Written by: Mansio Montessori
Gardening is an ideal way for preschool children to develop skills, experience nature, and have fun. The benefits of gardening for kids and parents include positive physical, mental, and emotional effects. From increased motor coordination to science learning to character development, much is acquired by creating and maintaining a garden. Spending some quality time with children in a garden is a unique parenting opportunity in a very special learning environment.
But what age is appropriate for your child’s introduction to gardening? How can planting and tending flowers and vegetables in a garden help parents teach preschoolers and prepare them for school? Why is engagement in gardening important for small children and parents? How much space do you need for gardening with children?
Let’s look at some fun and educational ideas for helping kids and parents grow through gardening and have fun in the process:
Toddlers often like nothing more than playing purposefully in the dirt. What’s not to love? They can spend time on a nice day out in the yard with Mom and Dad. They can enjoy pulling up little weeds, digging in the earth, placing seeds in the ground, pouring water on them, covering them up with more dirt, and handling child-sized garden tools.
These are all fun activities for toddlers, and they double as excellent learning opportunities.
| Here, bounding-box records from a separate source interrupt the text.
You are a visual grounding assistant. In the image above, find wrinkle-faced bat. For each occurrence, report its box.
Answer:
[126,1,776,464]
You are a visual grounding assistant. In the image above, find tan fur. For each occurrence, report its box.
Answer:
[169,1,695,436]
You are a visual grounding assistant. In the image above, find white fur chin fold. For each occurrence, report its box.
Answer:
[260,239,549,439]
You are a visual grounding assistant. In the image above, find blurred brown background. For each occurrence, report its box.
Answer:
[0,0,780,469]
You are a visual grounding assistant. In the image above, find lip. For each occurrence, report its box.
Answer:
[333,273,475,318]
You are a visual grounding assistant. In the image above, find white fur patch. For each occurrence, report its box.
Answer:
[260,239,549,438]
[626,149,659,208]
Children begin to observe the workings of nature close-up and gain an early comprehension of what it means to care for their environment. They develop patience and learn both independence and teamwork through gardening with their parents.
For successful fun learning activities in gardening for kids:
The little individual activities involved in gardening add up to make it a uniquely ideal project for a small child and parent to complete together. The time the family spends in a garden is of the highest quality. Then, the wonder of seeing plants grow over time can inspire many more moments of deeper appreciation for nature as well as a personal and family team achievement.
Being outside with their hands in the soil cultivates so much more than garden plants:
Doing fun tasks in a garden is a natural way to learn many preschool-level math and science skills. There are great opportunities to build early math skills through practical application. For example, allocating seeds for holes dug, proportioning space between plantings, choosing amounts of water, measuring growth, comparing progress rates of plants, etc.
Gardening is also a big science project in learning about the fundamentals of how plants grow, the populations of creatures dwelling in and on the soil and vegetation, climate effects, etc.
Gardening with preschoolers can inspire children to explore the next questions about biology and botany, like how the sun makes plants grow, how plants absorb water, what roles the insects play in the system, and so on. The preliminary education in plant growth motivates children to seek the next level of learning on the most closely related science topics.
To boost the learning process, consider coupling your gardening activities with books and other materials on plants, or visiting your local arboretum or gardening nursery.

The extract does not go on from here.